I want to group these values ββusing Id, if I remember correctly, there are about 1.2 million identifiers. (I did it in Python with pandas and it is super fast)
This is my function for reading and formatting a file (it works great on small data sets):
(defn read-file [] (let [path (:path-file @config) content-csv (take-csv path \,)] (->> (group-by :Id content-csv) (map (fn [[kv]] [k {:x (mapv :Max v) :y (mapv :Probability v)}])) (into {}))))
I want, finally, to have something like this to perform logistic regression (I am flexible about this, I do not need vectors for: x and: y, seqs are ok)

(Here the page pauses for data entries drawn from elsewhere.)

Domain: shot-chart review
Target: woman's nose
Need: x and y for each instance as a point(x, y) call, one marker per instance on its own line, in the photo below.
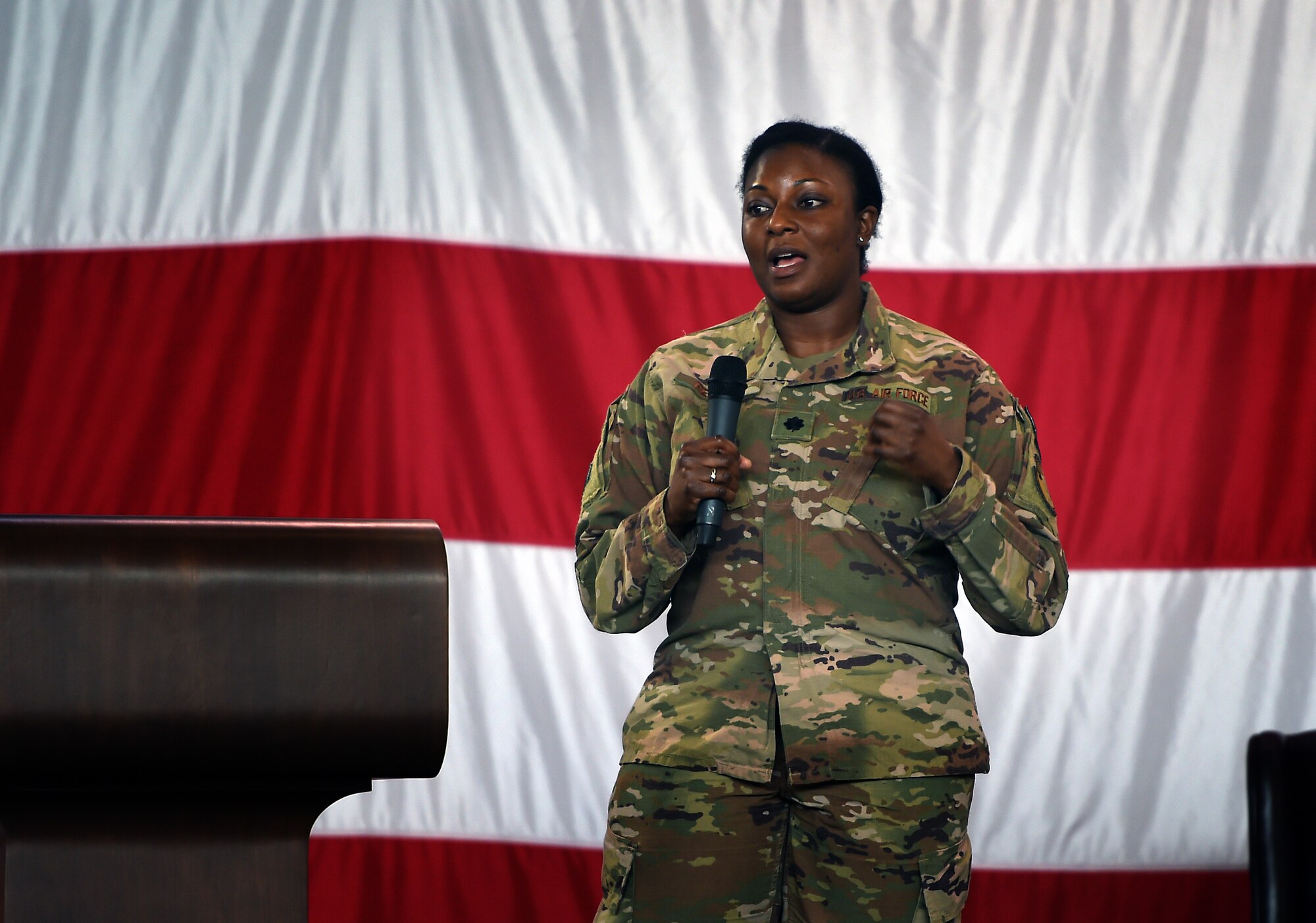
point(780, 221)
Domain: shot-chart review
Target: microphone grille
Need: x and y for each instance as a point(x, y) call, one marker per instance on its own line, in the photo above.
point(727, 380)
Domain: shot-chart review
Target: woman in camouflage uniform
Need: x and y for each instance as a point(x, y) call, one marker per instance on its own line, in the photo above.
point(806, 746)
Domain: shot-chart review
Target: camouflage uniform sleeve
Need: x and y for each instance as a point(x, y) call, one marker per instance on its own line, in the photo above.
point(1005, 541)
point(627, 559)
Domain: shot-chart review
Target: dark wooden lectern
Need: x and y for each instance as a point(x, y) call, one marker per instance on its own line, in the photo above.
point(181, 699)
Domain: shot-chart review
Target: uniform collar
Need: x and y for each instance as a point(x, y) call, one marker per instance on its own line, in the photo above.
point(869, 351)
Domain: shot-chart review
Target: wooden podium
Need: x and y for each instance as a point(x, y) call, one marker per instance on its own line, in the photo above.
point(181, 699)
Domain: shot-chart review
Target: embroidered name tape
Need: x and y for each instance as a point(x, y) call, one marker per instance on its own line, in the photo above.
point(914, 396)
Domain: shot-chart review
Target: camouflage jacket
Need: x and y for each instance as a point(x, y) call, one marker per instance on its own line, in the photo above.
point(828, 600)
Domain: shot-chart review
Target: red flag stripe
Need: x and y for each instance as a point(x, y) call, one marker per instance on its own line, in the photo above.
point(1161, 396)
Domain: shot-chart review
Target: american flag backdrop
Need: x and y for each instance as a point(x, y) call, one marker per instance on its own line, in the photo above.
point(393, 260)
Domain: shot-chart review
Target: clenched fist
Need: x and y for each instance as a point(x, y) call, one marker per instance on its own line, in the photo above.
point(907, 439)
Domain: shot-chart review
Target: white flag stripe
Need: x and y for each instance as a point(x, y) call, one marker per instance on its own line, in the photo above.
point(1118, 741)
point(1021, 135)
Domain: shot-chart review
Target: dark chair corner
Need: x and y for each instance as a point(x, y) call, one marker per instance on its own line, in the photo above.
point(1281, 820)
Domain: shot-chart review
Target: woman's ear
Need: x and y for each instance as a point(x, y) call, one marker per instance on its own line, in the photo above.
point(868, 223)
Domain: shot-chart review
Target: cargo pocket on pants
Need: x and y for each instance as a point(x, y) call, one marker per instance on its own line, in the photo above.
point(619, 858)
point(946, 882)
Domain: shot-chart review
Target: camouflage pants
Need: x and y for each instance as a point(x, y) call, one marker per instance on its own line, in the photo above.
point(692, 846)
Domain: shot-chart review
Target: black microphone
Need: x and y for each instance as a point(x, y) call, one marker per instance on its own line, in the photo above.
point(726, 392)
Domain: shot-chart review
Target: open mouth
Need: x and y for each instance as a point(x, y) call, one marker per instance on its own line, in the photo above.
point(785, 261)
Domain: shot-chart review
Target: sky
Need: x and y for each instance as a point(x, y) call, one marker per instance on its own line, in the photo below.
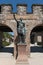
point(15, 2)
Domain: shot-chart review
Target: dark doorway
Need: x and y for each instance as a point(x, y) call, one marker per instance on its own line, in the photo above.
point(5, 30)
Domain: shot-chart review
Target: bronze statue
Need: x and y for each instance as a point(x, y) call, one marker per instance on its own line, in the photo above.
point(21, 30)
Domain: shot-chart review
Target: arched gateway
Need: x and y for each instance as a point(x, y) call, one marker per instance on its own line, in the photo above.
point(32, 20)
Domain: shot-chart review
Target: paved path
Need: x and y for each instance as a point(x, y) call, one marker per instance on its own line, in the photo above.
point(7, 58)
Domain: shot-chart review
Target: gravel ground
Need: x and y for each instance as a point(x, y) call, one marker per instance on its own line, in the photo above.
point(36, 58)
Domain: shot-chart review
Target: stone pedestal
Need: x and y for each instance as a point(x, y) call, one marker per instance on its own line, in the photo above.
point(22, 58)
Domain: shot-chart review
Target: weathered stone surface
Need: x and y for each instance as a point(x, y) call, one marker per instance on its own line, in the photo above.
point(31, 20)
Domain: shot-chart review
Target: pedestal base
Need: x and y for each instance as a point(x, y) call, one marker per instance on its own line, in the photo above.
point(22, 58)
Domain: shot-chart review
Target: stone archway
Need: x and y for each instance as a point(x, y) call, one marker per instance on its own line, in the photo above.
point(38, 37)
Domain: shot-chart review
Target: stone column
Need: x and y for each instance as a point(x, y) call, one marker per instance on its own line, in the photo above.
point(1, 36)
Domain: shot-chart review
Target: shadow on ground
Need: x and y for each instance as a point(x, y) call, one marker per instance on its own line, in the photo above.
point(36, 49)
point(7, 50)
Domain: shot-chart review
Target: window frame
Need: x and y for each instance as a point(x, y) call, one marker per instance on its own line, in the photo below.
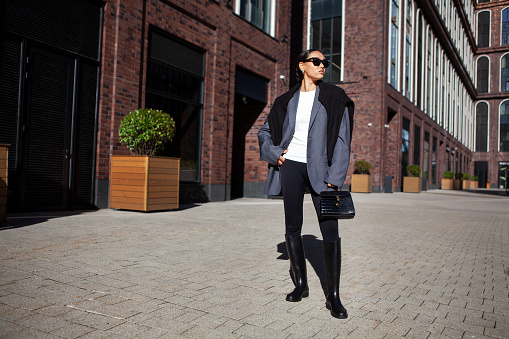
point(272, 20)
point(477, 29)
point(476, 73)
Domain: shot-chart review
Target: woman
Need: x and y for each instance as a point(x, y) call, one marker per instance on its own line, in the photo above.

{"1" {:x [1 5 10] :y [0.5 0.6 0.99]} "2" {:x [1 7] :y [0.1 0.95]} etc.
Problem
I have problems with group work. I tried it separately on exiting CSV, and this happens forever when it does not die due to Java Heap Space memory. I thought the problem was with my card, but this is a group one.
I was thinking about using abbreviation or abbreviation -kv, but I do not know how to use these functions for such purposes.
I don't care about the order ": x" and ": y" (as soon as they match between them, I mean that x and y have the same index ... no problem, because they are on the same line) and the identifiers of the final result, and I read this group in order. Maybe it's expensive for surgery?
I give you sample data if anyone comes across this:
(def sample '({"Id" "1" "Max" 1 "Probability" 0.5} {"Id" "1" "Max" 5 "Probability" 0.6} {"Id" "1" "Max" 10 "Probability" 0.99} {"Id" "2" "Max" 1 "Probability" 0.1} {"Id" "2" "Max" 7 "Probability" 0.95}))
Other alternatives
I have other ideas, but I'm not sure if they are "Clojure" - friendly.
In Python, due to the nature of the function and because the file is already ordered, instead of using group-by, I wrote at the beginning and end of frame indices for each group, so I just had to select the sub-data directly.
I can also load the list of identifiers instead of calculating it from Clojure. how
(def ids' ("1", "2", etc.
So maybe you can start with:
{"1" {:x [] :y []} "2" {:x [] :y []} etc.
from the previous seq and then map the large file to each identifier.
I do not know if this is actually more effective.
I have all the other functions for logistic regression, I just miss this part! Thanks!
EDIT
Thanks for the answers, I finally have this solution.
In the project.clj file
:jvm-opts ["-Xmx13g"])
Code:
(defn data-group->map [group] {(:Id (first group)) {:x (map :Max group) :y (map :Probability group)}}) (defn prob-cumsum [data] (cag/fmap (fn [x] (assoc x :y (reductions + (x :y)))) data)) (defn process-data-splitter [data] (->> (partition-by :Id data) (map data-group->map) (into {}) (prob-cumsum)))
I wrapped all my code and it works. The split takes about 5 minutes, but I don't need mega speed. Memory usage can be extended to all memory for reading files, and then less for sigmoid.